Comme pour attester de ce lien que l’on sent avec les occupations sur les lieux des grands projets, un chantier Vinci nous nargue à quelques mètres des lieux occupés. Un chantier Vinci qui reconstruit la fac, détruit les lieux qui ont historiquement fait de la fac du Mirail une fac de lutte, pour ériger à la place des bâtiments neufs plus facilement contrôlables. Pour ancrer cette transformation, ils tentent même de changer le nom de la fac. Le Mirail reste le Mirail !

Cette occupation prend de l’ampleur avec l’ouverture de nouvelles salles, où des personnes se retrouvent, dorment dans l’université. Différentes stratégies et manières d’envisager l’occupation se côtoient selon les lieux, et se retrouvent pour envisager ensemble la forme que peut prendre le mouvement. Une hétérogénéité des pratiques qui fait que ce mouvement est directement l’affirmation d’une autre manière de s’organiser, d’une autre manière de vivre. ZAD partout !

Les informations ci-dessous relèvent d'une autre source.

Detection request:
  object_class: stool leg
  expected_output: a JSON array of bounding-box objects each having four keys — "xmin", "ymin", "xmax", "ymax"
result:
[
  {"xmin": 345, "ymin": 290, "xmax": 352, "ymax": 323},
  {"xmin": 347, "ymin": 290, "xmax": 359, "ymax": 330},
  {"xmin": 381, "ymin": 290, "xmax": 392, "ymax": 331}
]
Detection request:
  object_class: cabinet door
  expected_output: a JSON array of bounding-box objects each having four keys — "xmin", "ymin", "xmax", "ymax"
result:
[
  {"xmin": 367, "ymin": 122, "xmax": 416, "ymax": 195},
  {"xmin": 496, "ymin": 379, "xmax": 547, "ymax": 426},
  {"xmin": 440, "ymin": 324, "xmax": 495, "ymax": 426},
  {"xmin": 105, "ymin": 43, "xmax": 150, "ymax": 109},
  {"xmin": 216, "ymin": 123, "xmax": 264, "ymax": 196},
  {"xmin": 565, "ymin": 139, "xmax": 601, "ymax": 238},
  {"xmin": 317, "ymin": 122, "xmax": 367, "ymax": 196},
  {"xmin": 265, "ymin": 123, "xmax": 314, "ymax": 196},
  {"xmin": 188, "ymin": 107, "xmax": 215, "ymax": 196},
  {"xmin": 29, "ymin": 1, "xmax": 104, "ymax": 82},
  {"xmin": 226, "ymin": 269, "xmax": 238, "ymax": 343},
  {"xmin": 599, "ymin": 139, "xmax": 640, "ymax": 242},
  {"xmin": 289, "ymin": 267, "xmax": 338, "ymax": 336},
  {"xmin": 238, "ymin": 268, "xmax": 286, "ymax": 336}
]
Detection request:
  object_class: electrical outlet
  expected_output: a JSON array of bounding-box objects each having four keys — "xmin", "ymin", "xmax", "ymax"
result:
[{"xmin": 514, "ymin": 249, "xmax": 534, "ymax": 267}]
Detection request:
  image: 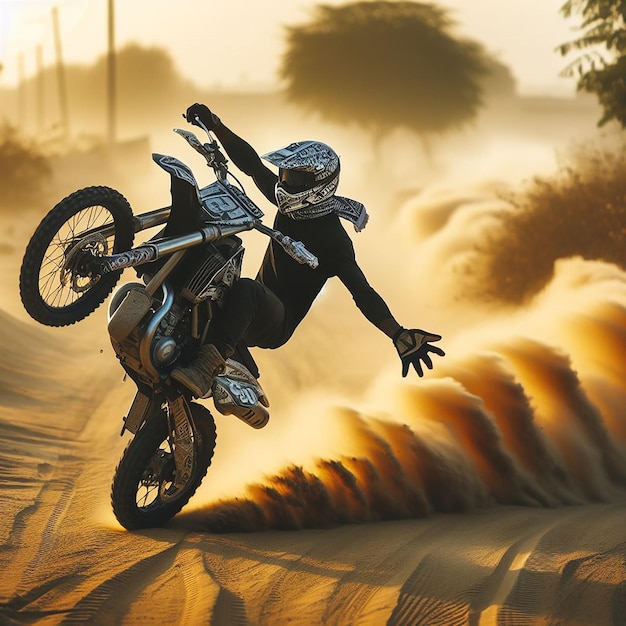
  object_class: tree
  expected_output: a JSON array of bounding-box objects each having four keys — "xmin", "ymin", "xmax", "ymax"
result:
[
  {"xmin": 280, "ymin": 2, "xmax": 512, "ymax": 145},
  {"xmin": 27, "ymin": 44, "xmax": 195, "ymax": 137},
  {"xmin": 558, "ymin": 0, "xmax": 626, "ymax": 127},
  {"xmin": 90, "ymin": 44, "xmax": 191, "ymax": 123}
]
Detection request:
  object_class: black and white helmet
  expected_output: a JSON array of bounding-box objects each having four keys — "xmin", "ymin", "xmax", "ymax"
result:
[{"xmin": 262, "ymin": 141, "xmax": 340, "ymax": 216}]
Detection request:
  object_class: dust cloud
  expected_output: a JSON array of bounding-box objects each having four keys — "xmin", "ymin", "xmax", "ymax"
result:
[
  {"xmin": 180, "ymin": 258, "xmax": 626, "ymax": 532},
  {"xmin": 164, "ymin": 98, "xmax": 626, "ymax": 532}
]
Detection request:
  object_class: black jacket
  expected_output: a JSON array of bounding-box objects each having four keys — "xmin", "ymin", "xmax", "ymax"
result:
[{"xmin": 216, "ymin": 124, "xmax": 393, "ymax": 337}]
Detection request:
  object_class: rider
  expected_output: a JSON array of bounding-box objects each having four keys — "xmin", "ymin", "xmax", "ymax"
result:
[{"xmin": 171, "ymin": 103, "xmax": 445, "ymax": 397}]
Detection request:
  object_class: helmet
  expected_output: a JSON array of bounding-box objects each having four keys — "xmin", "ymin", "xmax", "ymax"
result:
[{"xmin": 262, "ymin": 141, "xmax": 340, "ymax": 216}]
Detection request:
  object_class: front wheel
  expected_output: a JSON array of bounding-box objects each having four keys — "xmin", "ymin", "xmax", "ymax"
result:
[
  {"xmin": 19, "ymin": 186, "xmax": 135, "ymax": 327},
  {"xmin": 111, "ymin": 402, "xmax": 217, "ymax": 530}
]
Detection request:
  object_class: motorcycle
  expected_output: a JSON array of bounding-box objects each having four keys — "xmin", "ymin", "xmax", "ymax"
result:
[{"xmin": 18, "ymin": 116, "xmax": 319, "ymax": 530}]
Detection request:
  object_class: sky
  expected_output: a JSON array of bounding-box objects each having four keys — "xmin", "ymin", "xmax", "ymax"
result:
[{"xmin": 0, "ymin": 0, "xmax": 580, "ymax": 96}]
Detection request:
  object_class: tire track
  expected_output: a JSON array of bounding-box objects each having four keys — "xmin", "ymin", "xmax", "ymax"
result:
[
  {"xmin": 0, "ymin": 573, "xmax": 85, "ymax": 625},
  {"xmin": 211, "ymin": 585, "xmax": 251, "ymax": 626},
  {"xmin": 59, "ymin": 543, "xmax": 181, "ymax": 625},
  {"xmin": 180, "ymin": 546, "xmax": 250, "ymax": 626},
  {"xmin": 0, "ymin": 479, "xmax": 72, "ymax": 601},
  {"xmin": 0, "ymin": 444, "xmax": 83, "ymax": 600},
  {"xmin": 387, "ymin": 552, "xmax": 470, "ymax": 626},
  {"xmin": 255, "ymin": 532, "xmax": 352, "ymax": 625},
  {"xmin": 19, "ymin": 475, "xmax": 78, "ymax": 584},
  {"xmin": 34, "ymin": 537, "xmax": 243, "ymax": 626},
  {"xmin": 0, "ymin": 465, "xmax": 92, "ymax": 621},
  {"xmin": 199, "ymin": 542, "xmax": 253, "ymax": 625},
  {"xmin": 467, "ymin": 521, "xmax": 561, "ymax": 625},
  {"xmin": 321, "ymin": 529, "xmax": 433, "ymax": 625}
]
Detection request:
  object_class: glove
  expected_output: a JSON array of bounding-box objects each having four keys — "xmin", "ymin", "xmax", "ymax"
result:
[
  {"xmin": 393, "ymin": 328, "xmax": 445, "ymax": 377},
  {"xmin": 185, "ymin": 103, "xmax": 221, "ymax": 130}
]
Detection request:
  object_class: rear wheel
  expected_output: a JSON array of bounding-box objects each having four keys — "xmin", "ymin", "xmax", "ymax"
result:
[
  {"xmin": 111, "ymin": 402, "xmax": 217, "ymax": 530},
  {"xmin": 19, "ymin": 186, "xmax": 134, "ymax": 326}
]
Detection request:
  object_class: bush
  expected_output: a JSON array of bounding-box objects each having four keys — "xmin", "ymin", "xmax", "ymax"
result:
[
  {"xmin": 467, "ymin": 137, "xmax": 626, "ymax": 304},
  {"xmin": 0, "ymin": 124, "xmax": 51, "ymax": 207}
]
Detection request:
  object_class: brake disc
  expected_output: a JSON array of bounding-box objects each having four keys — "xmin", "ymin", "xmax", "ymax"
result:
[{"xmin": 61, "ymin": 233, "xmax": 109, "ymax": 292}]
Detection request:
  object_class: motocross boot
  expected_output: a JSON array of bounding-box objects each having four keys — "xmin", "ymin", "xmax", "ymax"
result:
[{"xmin": 171, "ymin": 344, "xmax": 225, "ymax": 398}]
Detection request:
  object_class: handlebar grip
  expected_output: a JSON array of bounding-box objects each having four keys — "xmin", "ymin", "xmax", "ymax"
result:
[
  {"xmin": 283, "ymin": 237, "xmax": 319, "ymax": 269},
  {"xmin": 252, "ymin": 221, "xmax": 319, "ymax": 269},
  {"xmin": 182, "ymin": 112, "xmax": 212, "ymax": 137}
]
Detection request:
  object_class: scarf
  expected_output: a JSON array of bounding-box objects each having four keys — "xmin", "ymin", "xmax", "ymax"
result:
[{"xmin": 281, "ymin": 195, "xmax": 369, "ymax": 232}]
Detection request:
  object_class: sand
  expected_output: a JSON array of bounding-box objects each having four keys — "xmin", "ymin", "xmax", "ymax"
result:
[
  {"xmin": 1, "ymin": 339, "xmax": 625, "ymax": 625},
  {"xmin": 2, "ymin": 332, "xmax": 625, "ymax": 626},
  {"xmin": 2, "ymin": 223, "xmax": 626, "ymax": 626}
]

De la ZAD, nous prenons la détermination à rester quoi qu’il arrive, à tenir ensemble des lieux que nous avons détournés et auxquels nous tenons maintenant pour ce qui s’y passe.

Des mouvements étudiants, nous savons comment les blocages permettent une grève effective et libèrent des espaces pour donner de l’ampleur au mouvement.

Cette hybridation fait peur.

Que les barricades soient faites de troncs d’arbres, de barrières de chantiers, ou de tables et de chaises, la réaction est la même partout. L’occupation du Mirail est expulsable, les flics peuvent venir nous déloger dès aujourd’hui.

Nous appelons chacun à venir rejoindre cette occupation, parce que comme dans n’importe quelle ZAD, ce sont les réactions de partout qui ont permis des victoires effectives sur le terrain.

Le Mirail a aujourd’hui voté en AG de lutte le blocage de la fac pour toute la semaine, jusqu’à la prochaine AG de mardi. Il va permettre à tous de pouvoir se mobiliser, de tenir un rapport de force et de s’organiser pour tenir cette occupation.

Nous appelons chaque université à rejoindre ce mouvement et à porter une solidarité en acte avec le Mirail.